Di fronte a tutto questo, per molti la tentazione è di rinunciare a riflettere, di accontentarsi di risposte superficiali, semplicistiche, “premasticate” da altri. Contro quel torpore, però, bisogna fare uno sforzo: occorre studiare e approfondire: È il primo passo, fondamentale, in direzione di un impegno concreto, per diventare effettivamente “partigiani del nostro tempo”. È la nostra convinzione, ribadita in un articolo pubblicato sulla rivista nazionale dell’ANPI “Patria Indipendente”, nella ricorrenza del 25 Aprile 2019: “Conoscenza attiva e partigiani del nostro tempo”, in a. IV, n. 62, Aprile 2019.

Ecco perché abbiamo voluto conoscere, abbiamo voluto capire, andando direttamente alla “fonte”, cioè alla voce dei migranti e alle loro esperienze. E proprio per questo abbiamo deciso di trascrivere le testimonianze fedelmente, senza limare in alcun modo la forma, schietta e talvolta persino “grezza”, in cui ci sono state trasmesse. Nessuna velleità letteraria o ricerca stilistica: nel libro ci sono soltanto le parole dei migranti, messe sulla carta così come le abbiamo ascoltate.

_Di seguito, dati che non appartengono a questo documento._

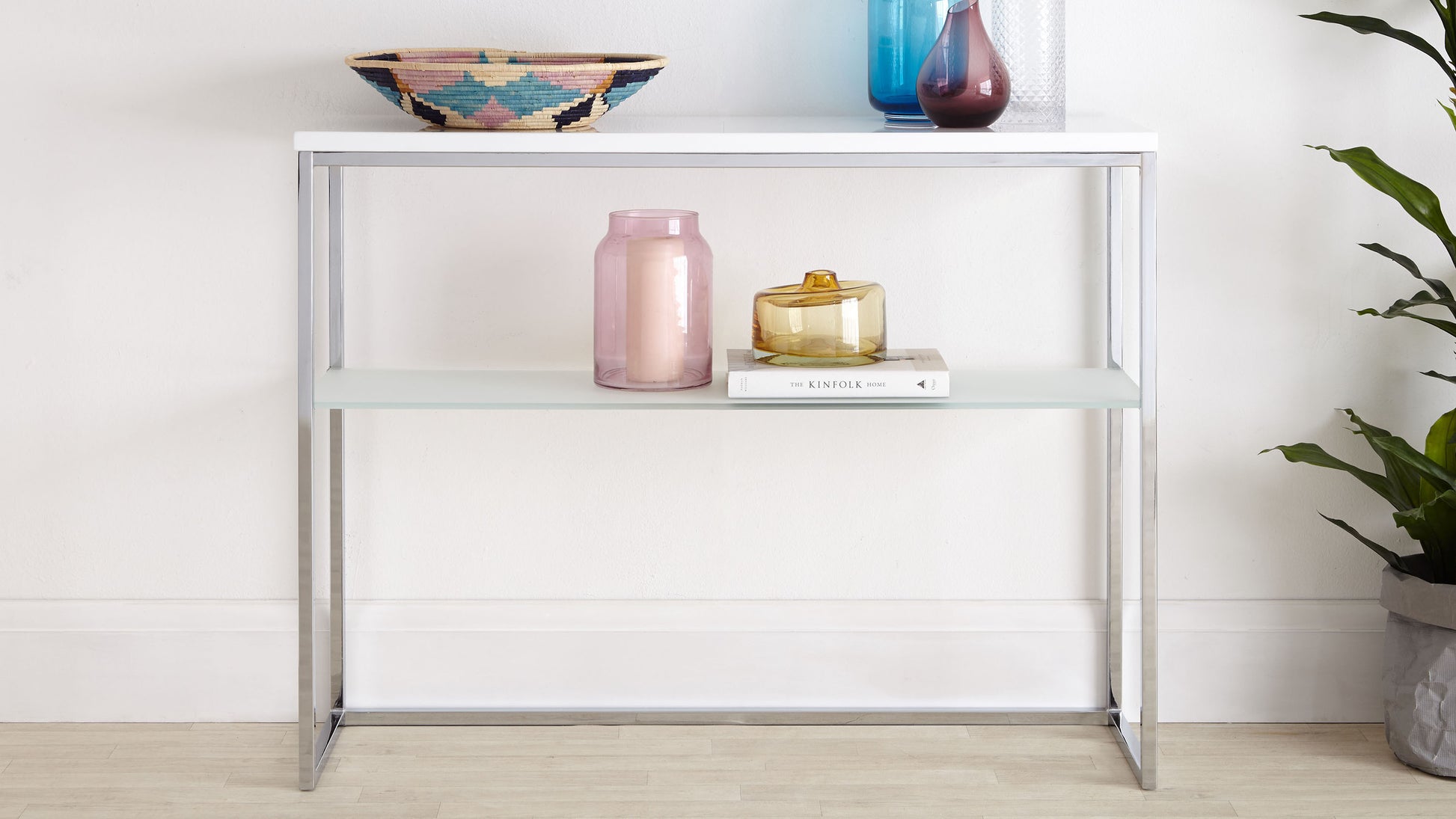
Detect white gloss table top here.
[293,112,1157,154]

Una scelta obbligata, secondo noi. Pensiamo infatti che questi racconti, proprio nella loro autenticità, possano venirci in aiuto nella battaglia che abbiamo ingaggiato. Siamo convinti che lasceranno un segno: chi li leggerà non potrà fare a meno di commuoversi, di indignarsi, di appassionarsi, di riflettere. Molti si porranno delle domande, alcuni andranno a caccia di risposte. Nostro augurio è che qualcuno si spinga anche oltre, facendo la scelta necessaria: impegnare cuore e cervello nella lotta internazionalista contro il razzismo e per l’accoglienza.